THE FACTS & SOURCES: “Working Hard”

March 11, 2012

THE FACTS & SOURCES: “Working Hard”

If your family is like mine, you’ve had a tough three years. We’ve been working hard…

Sticking to a budget… making sacrifices so we don’t spend more than we make.

Living within our means.1
If we can do it – why can’t Washington?
You know, it’s been years since they’ve even passed a budget.2

But they’re still recklessly wasting our hard-earned tax dollars.3

We’ve tightened our belts. Washington should too.
Get the facts. Go to

To view this fact sheet as a .pdf, click here.

  1. Wall Street Journal. Real Time Economics. For Last Recovery, Savings as Important as Spending. March 1, 2012. “Another explanation to the weak spending trend is that households have not abandoned the New Frugality adopted–willingly or not–during the recession. The savings rate is hovering around the 5% mark for the past two years. That’s a bit down from 6%-plus during the panicky days of the recession, but a whole lot better than the 3.1% average of the decade before the downturn. More than five years after the recession’s start, households are still repairing their balance sheets. What is the optimum savings rate is debatable. What matters more to most consumers is to recoup all that was lost during the recession–and then some. After all, household wealth is still down $7.8 trillion from its peak. Households are improving finances by adding to their savings and until recently, paying down their debt. In the short run, the shift leaves less money for current spending. That’s what the U.S. economy is seeing now. …Longer run, though, saving more now will make the recovery more sustainable.”
  2. The last time Congress completed the budget process was on April 29, 2009. The House passed the conference report for the budget on April 29, 2009, by a vote of 233 – 193. The Senate passed the conference report for the budget on April 29, 2009, by a vote of 53 – 43.
  3. Wall Street Journal.
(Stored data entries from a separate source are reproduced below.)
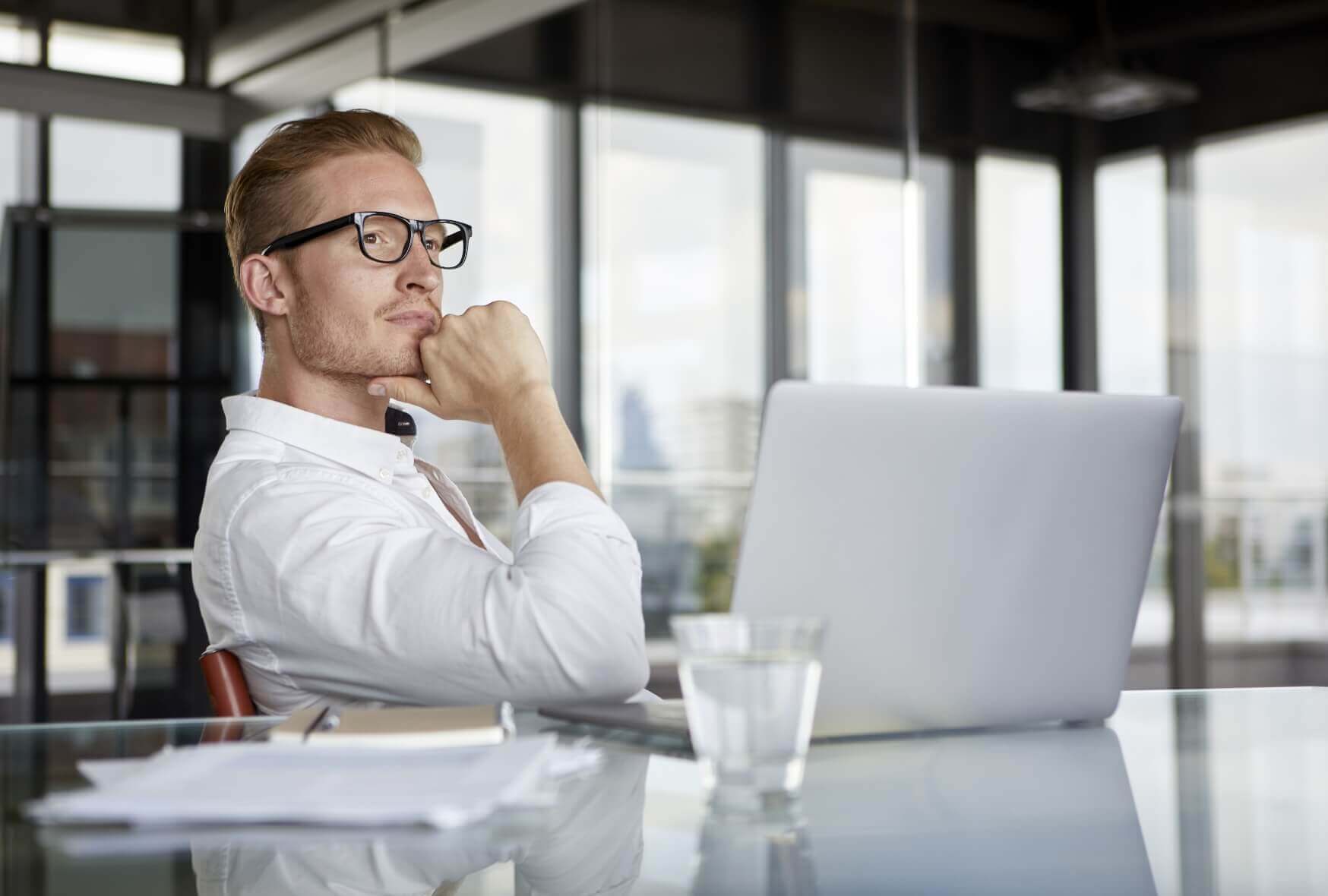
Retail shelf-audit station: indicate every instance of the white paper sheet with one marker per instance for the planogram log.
(250, 784)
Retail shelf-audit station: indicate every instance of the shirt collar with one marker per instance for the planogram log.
(359, 448)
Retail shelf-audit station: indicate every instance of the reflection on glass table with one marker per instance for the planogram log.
(1180, 793)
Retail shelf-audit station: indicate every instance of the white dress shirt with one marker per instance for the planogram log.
(328, 563)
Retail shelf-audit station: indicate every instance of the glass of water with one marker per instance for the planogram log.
(751, 690)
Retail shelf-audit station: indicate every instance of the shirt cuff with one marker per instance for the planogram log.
(562, 505)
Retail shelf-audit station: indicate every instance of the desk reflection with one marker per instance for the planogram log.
(1031, 811)
(590, 842)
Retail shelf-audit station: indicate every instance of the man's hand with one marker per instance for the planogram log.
(479, 363)
(489, 367)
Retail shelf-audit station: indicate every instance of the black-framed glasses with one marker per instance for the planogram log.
(385, 238)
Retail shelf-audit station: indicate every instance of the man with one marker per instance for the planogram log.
(337, 566)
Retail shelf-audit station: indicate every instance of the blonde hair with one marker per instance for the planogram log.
(267, 197)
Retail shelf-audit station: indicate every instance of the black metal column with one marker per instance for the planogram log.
(964, 269)
(1189, 660)
(1079, 257)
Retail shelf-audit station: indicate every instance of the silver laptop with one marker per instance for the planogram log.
(980, 555)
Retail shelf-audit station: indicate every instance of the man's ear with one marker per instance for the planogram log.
(258, 279)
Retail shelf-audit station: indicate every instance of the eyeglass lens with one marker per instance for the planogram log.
(385, 239)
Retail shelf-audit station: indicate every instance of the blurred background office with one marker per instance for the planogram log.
(691, 200)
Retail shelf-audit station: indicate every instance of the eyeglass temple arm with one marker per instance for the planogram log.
(308, 232)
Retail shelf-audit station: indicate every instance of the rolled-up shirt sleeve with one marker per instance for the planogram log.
(337, 595)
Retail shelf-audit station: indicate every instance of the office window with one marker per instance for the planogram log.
(83, 468)
(10, 583)
(17, 44)
(1019, 273)
(11, 165)
(1132, 327)
(7, 599)
(110, 165)
(846, 291)
(113, 300)
(85, 607)
(488, 162)
(672, 340)
(80, 603)
(1132, 299)
(115, 52)
(1262, 266)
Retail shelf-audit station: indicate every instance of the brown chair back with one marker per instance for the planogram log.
(226, 684)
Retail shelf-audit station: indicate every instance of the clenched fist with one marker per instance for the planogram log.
(477, 363)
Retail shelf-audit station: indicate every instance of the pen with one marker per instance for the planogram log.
(324, 721)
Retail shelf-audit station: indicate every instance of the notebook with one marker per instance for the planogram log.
(399, 727)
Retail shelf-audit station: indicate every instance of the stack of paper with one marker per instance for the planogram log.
(246, 784)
Little Progress Notched in Federal Streamlining. February 28, 2012. “Washington has a long way to go to reduce the duplication among federal programs that ends up costing taxpayers billions of dollars a year, according to government reports to be released Tuesday. Examples of such overlap cited in one report from the Government Accountability Office are 53 programs to help entrepreneurs, 15 unmanned-aircraft programs and more than nine different agencies involved in protecting food and agriculture systems from disasters and terrorist attacks.”